I still have a scruffy rag doll from around 1970. I had 'right-on' parents ('till me Dad did the off )so dolly is of an unknown ethnic origin, made with Orange and Brown psychedelic printed fabric.... by hand with a potato.
Awww...your posts recently have been so sad I haven't known what to put in the comments box. So...er...yeah.
Sugarplum - I was just wondering why your doll had a potato...Duh. I think I'm a bit dim tonight.
this sounds so much better, even if the arsefaces have taken over.
my eldest only has the hat of her doll left. Or better, my eldest only has the holes in the hat of her doll left. And the smell. We are not allowed to wash it so it holds the smells of every tummy bug and wet bed of 13 years of love. I'm scared of the thing and find it slightly insulting that she rather holds that than gets a hug off me.
Dearest Grit. I think of you often and hope things are improving. It sounds as though they are, if only a little.
Such an adventure - once they get fully immersed, they'll fuss at you when it's time to leave...motherhood is a giant no-win situation, isn't it?

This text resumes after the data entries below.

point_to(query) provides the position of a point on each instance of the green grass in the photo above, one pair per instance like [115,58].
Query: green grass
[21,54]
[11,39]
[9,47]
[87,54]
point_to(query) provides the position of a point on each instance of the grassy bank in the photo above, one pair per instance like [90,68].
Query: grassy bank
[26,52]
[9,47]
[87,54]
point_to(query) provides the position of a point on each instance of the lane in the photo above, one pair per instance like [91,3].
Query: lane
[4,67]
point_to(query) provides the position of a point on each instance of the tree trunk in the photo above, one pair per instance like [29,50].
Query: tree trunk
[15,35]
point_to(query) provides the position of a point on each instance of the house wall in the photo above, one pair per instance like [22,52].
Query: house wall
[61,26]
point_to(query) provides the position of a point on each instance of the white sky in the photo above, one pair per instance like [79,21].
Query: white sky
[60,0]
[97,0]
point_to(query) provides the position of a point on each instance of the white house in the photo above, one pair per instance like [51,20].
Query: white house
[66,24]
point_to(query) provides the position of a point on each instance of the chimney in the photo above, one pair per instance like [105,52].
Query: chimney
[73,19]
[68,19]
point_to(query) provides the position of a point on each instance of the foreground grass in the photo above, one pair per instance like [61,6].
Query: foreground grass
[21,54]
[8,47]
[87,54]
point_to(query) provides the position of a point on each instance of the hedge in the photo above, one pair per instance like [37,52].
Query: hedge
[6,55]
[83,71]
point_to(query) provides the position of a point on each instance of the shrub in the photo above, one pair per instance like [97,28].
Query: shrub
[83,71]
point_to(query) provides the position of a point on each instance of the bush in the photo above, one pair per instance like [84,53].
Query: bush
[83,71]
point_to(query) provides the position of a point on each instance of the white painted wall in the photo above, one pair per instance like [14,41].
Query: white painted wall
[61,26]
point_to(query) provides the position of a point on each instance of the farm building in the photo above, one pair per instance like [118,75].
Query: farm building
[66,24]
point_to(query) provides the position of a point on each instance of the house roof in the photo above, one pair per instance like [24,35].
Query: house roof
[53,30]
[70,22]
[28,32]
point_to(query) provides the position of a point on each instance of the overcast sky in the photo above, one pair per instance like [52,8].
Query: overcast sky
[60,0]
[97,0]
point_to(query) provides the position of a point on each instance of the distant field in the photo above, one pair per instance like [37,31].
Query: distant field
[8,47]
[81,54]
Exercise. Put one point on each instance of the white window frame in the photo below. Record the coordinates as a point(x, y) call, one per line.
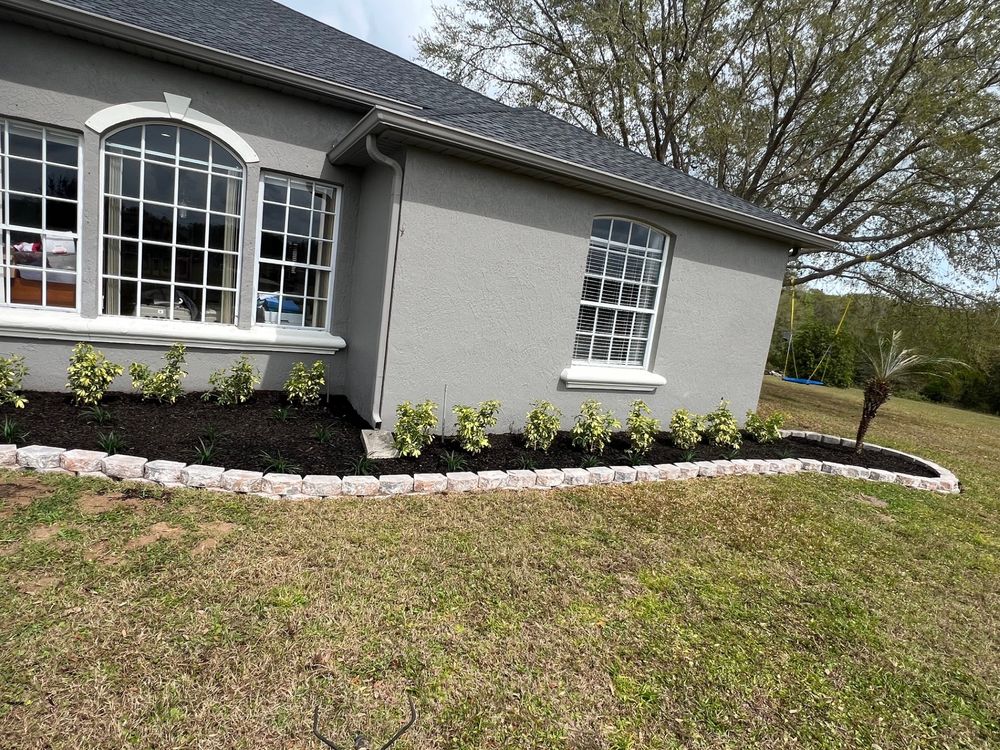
point(143, 160)
point(581, 365)
point(6, 266)
point(338, 200)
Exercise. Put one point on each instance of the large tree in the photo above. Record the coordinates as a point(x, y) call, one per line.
point(876, 123)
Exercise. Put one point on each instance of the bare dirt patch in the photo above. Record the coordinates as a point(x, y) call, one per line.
point(155, 533)
point(20, 493)
point(215, 531)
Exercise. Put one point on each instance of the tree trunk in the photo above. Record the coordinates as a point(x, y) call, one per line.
point(877, 392)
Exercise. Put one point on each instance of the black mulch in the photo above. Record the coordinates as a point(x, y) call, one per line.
point(252, 436)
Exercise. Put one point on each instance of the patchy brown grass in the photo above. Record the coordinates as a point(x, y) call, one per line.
point(742, 612)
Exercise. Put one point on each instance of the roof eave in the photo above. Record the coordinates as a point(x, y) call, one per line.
point(380, 120)
point(48, 12)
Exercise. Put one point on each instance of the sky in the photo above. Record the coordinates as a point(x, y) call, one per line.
point(390, 24)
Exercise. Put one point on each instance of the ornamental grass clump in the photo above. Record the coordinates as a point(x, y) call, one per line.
point(686, 429)
point(541, 425)
point(764, 429)
point(90, 375)
point(163, 385)
point(641, 427)
point(594, 427)
point(233, 386)
point(13, 371)
point(415, 425)
point(472, 422)
point(303, 386)
point(721, 428)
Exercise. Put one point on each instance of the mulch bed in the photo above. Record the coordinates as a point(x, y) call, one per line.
point(251, 436)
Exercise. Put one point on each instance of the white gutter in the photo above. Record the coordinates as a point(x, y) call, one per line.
point(416, 125)
point(392, 250)
point(55, 13)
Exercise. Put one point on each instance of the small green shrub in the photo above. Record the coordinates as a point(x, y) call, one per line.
point(541, 425)
point(765, 430)
point(641, 427)
point(234, 386)
point(90, 374)
point(303, 386)
point(414, 425)
point(594, 427)
point(721, 428)
point(163, 385)
point(472, 424)
point(13, 371)
point(686, 429)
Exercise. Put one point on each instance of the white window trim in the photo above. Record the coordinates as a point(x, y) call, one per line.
point(58, 326)
point(4, 153)
point(244, 191)
point(176, 108)
point(333, 258)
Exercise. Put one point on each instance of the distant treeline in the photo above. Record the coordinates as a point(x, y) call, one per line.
point(969, 335)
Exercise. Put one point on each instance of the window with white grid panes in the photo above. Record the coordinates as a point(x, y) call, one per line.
point(621, 285)
point(296, 251)
point(39, 216)
point(173, 215)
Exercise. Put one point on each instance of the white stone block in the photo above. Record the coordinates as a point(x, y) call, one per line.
point(197, 475)
point(321, 485)
point(395, 484)
point(492, 480)
point(78, 461)
point(548, 477)
point(462, 481)
point(242, 481)
point(281, 485)
point(360, 486)
point(429, 482)
point(39, 457)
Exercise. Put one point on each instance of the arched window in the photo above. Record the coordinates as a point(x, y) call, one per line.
point(621, 285)
point(173, 215)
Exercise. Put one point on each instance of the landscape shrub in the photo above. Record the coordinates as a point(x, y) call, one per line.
point(686, 429)
point(594, 427)
point(90, 374)
point(721, 428)
point(163, 385)
point(765, 429)
point(303, 386)
point(414, 427)
point(641, 427)
point(233, 386)
point(541, 425)
point(472, 424)
point(13, 371)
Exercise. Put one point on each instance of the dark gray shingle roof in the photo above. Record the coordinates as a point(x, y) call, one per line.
point(269, 32)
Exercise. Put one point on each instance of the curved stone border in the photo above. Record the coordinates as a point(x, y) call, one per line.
point(175, 474)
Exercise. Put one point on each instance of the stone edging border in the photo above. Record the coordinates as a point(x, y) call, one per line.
point(293, 486)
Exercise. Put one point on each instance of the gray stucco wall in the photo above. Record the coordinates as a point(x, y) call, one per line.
point(488, 285)
point(58, 81)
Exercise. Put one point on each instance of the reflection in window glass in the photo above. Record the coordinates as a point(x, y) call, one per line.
point(296, 248)
point(39, 236)
point(621, 279)
point(173, 213)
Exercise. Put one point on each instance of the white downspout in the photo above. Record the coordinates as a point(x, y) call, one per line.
point(392, 249)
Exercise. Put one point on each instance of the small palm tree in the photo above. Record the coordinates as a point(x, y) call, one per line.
point(890, 365)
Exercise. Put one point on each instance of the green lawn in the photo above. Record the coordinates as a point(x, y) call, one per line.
point(737, 612)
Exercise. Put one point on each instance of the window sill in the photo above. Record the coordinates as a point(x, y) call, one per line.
point(595, 378)
point(67, 326)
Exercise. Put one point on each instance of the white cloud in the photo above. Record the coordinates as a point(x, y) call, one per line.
point(390, 24)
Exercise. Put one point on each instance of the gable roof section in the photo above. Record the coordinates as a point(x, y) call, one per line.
point(286, 41)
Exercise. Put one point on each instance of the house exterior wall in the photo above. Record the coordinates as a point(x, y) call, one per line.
point(488, 285)
point(61, 82)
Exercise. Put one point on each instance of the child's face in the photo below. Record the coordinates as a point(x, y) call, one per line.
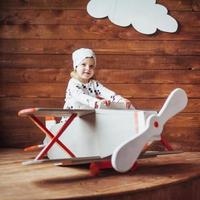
point(86, 68)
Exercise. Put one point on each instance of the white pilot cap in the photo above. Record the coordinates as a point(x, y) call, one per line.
point(80, 54)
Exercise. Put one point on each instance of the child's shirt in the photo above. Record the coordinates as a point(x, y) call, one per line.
point(81, 96)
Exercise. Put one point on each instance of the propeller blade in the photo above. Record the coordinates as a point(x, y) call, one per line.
point(127, 153)
point(176, 101)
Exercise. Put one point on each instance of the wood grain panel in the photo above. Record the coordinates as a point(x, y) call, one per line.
point(136, 47)
point(119, 61)
point(37, 39)
point(97, 30)
point(120, 76)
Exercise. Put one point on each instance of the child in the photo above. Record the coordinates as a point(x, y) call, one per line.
point(83, 90)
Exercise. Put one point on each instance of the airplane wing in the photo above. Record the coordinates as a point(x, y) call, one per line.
point(55, 112)
point(87, 160)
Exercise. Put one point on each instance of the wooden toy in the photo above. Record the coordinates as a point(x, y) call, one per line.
point(107, 137)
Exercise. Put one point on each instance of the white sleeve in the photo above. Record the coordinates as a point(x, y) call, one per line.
point(77, 93)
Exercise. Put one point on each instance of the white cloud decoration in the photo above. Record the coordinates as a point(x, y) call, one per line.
point(144, 15)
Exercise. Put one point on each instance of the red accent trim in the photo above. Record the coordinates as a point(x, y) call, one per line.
point(134, 167)
point(46, 131)
point(55, 138)
point(156, 124)
point(27, 111)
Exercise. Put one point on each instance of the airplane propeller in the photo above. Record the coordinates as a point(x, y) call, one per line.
point(127, 153)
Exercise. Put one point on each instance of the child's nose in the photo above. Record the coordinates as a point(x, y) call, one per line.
point(87, 67)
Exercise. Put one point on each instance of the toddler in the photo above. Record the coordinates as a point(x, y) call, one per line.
point(83, 90)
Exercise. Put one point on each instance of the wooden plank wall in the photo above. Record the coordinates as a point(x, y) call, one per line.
point(37, 38)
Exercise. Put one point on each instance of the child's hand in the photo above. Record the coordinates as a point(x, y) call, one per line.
point(128, 103)
point(103, 101)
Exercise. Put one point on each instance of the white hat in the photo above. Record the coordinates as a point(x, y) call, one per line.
point(80, 54)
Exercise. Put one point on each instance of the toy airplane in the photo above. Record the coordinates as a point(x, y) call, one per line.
point(107, 137)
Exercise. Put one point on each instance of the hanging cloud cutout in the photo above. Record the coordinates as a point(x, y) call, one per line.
point(144, 15)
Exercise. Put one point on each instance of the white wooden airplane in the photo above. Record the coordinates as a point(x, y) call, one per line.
point(107, 137)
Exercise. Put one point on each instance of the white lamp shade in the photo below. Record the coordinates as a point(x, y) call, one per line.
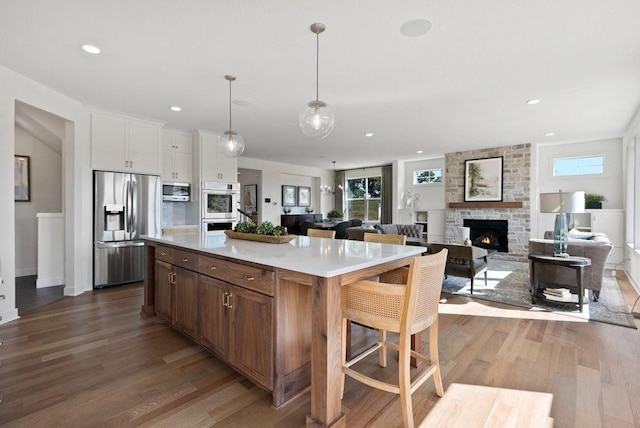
point(317, 119)
point(231, 144)
point(559, 202)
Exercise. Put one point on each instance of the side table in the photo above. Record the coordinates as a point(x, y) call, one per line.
point(574, 262)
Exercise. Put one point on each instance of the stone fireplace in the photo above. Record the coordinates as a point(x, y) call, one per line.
point(489, 234)
point(513, 210)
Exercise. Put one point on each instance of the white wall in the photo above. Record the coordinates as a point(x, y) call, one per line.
point(609, 184)
point(76, 179)
point(632, 203)
point(46, 197)
point(275, 174)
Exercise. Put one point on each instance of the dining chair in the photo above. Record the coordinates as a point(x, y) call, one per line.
point(321, 233)
point(385, 238)
point(403, 309)
point(341, 229)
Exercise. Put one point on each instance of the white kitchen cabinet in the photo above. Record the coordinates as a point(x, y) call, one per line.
point(177, 156)
point(213, 165)
point(121, 143)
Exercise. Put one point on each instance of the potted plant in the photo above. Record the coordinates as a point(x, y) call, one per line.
point(334, 215)
point(593, 201)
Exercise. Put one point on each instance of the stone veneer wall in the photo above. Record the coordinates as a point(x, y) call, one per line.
point(515, 187)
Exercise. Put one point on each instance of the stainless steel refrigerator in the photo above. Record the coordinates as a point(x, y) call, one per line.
point(126, 206)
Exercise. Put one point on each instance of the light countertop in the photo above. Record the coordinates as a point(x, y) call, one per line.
point(313, 256)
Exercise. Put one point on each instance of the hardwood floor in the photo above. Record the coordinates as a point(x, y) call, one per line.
point(93, 361)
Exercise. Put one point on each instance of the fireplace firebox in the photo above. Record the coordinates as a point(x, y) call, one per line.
point(489, 234)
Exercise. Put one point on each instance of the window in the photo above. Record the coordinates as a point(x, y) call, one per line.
point(585, 165)
point(427, 176)
point(364, 198)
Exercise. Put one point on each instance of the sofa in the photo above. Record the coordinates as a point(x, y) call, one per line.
point(413, 232)
point(596, 247)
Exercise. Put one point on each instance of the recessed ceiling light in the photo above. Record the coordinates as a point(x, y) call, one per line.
point(91, 49)
point(415, 27)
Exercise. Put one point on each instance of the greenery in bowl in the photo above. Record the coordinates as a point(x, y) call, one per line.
point(334, 214)
point(593, 197)
point(264, 228)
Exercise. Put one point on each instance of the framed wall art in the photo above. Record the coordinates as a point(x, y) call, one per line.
point(22, 178)
point(483, 179)
point(288, 196)
point(250, 200)
point(304, 196)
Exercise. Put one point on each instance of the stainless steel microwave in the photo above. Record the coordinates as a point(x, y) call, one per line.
point(176, 192)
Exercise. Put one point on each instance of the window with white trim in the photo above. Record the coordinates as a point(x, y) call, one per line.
point(582, 165)
point(427, 176)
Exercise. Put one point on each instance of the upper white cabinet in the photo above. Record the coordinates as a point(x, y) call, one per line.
point(213, 165)
point(121, 143)
point(177, 156)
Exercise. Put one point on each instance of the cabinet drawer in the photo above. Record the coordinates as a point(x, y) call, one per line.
point(213, 267)
point(260, 280)
point(185, 259)
point(165, 254)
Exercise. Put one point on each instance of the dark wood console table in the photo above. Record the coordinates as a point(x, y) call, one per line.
point(577, 263)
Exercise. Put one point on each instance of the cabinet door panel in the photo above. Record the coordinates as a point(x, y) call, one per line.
point(182, 167)
point(108, 142)
point(213, 323)
point(251, 342)
point(144, 147)
point(163, 299)
point(186, 301)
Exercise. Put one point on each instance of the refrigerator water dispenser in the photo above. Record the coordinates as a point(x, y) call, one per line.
point(113, 217)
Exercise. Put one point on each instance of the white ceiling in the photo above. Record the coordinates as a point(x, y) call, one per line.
point(461, 86)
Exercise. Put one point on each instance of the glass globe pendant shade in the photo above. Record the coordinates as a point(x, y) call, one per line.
point(231, 144)
point(317, 119)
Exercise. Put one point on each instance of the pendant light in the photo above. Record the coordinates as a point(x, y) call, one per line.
point(317, 119)
point(230, 143)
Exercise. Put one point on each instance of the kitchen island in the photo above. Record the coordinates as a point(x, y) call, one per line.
point(272, 311)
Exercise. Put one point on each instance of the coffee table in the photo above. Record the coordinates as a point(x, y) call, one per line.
point(573, 262)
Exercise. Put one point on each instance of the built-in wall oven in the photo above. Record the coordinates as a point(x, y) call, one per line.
point(220, 201)
point(219, 206)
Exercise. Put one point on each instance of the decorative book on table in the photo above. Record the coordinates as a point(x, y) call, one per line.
point(560, 295)
point(558, 291)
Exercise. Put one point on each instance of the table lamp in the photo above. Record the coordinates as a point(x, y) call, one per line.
point(562, 204)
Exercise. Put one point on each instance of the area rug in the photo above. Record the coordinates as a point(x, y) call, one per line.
point(508, 282)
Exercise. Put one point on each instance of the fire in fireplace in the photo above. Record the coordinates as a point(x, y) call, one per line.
point(489, 234)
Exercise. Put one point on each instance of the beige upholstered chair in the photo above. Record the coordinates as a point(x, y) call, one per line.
point(385, 239)
point(404, 309)
point(466, 261)
point(321, 233)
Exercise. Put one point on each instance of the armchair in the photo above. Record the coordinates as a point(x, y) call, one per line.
point(463, 260)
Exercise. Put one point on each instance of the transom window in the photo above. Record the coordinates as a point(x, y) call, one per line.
point(427, 176)
point(364, 198)
point(583, 165)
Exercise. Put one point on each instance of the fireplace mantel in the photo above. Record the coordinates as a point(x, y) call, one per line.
point(491, 204)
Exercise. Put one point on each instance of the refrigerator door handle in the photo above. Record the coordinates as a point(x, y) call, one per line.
point(100, 244)
point(130, 208)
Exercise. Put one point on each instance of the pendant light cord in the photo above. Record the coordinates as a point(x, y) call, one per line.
point(317, 67)
point(230, 106)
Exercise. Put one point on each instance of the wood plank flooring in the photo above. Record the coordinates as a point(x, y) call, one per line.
point(93, 361)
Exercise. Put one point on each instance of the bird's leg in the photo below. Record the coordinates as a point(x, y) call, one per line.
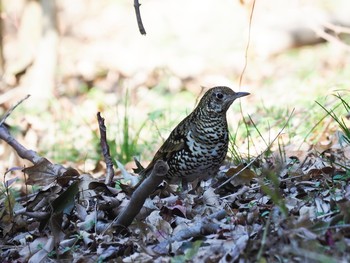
point(184, 184)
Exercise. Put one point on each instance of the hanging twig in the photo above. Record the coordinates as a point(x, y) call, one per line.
point(138, 17)
point(3, 119)
point(105, 149)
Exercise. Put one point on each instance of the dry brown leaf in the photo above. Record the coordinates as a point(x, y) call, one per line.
point(244, 177)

Hey Grit, here's a video that might cheer you up. In fact you've likely already seen it because people in the UK are outraged. A women walks down a street, sees a cat, stops, looks around then drops the cat into a trash bin. Now I love my 3 cats but there is something macabre that has me laughing in stitches, or maybe its lunacy from severe sleep shortage
http://news.gather.com/viewArticle.action?articleId=281474978467770
Hooray for the Arseface Dollies! Long may they endure. So happy to hear that finally something has brought a smile back to Tiger's face. My younger son still has his softy dogs. They have been with him since he was 3 months old, and boy, does it show. They are almost bald, have one ear between the two of them (the others were twiddled to pieces) and not a lot of stuffing but they endure. He's 26 now so I think the Arsefaces have a long way to go yet ;-)
hi folks, thank you for your comments. i am so pleased to hear of other cuddly toys never thrown away. now i think it is all normal, and not the outcome of psychosis. hooray for blogging!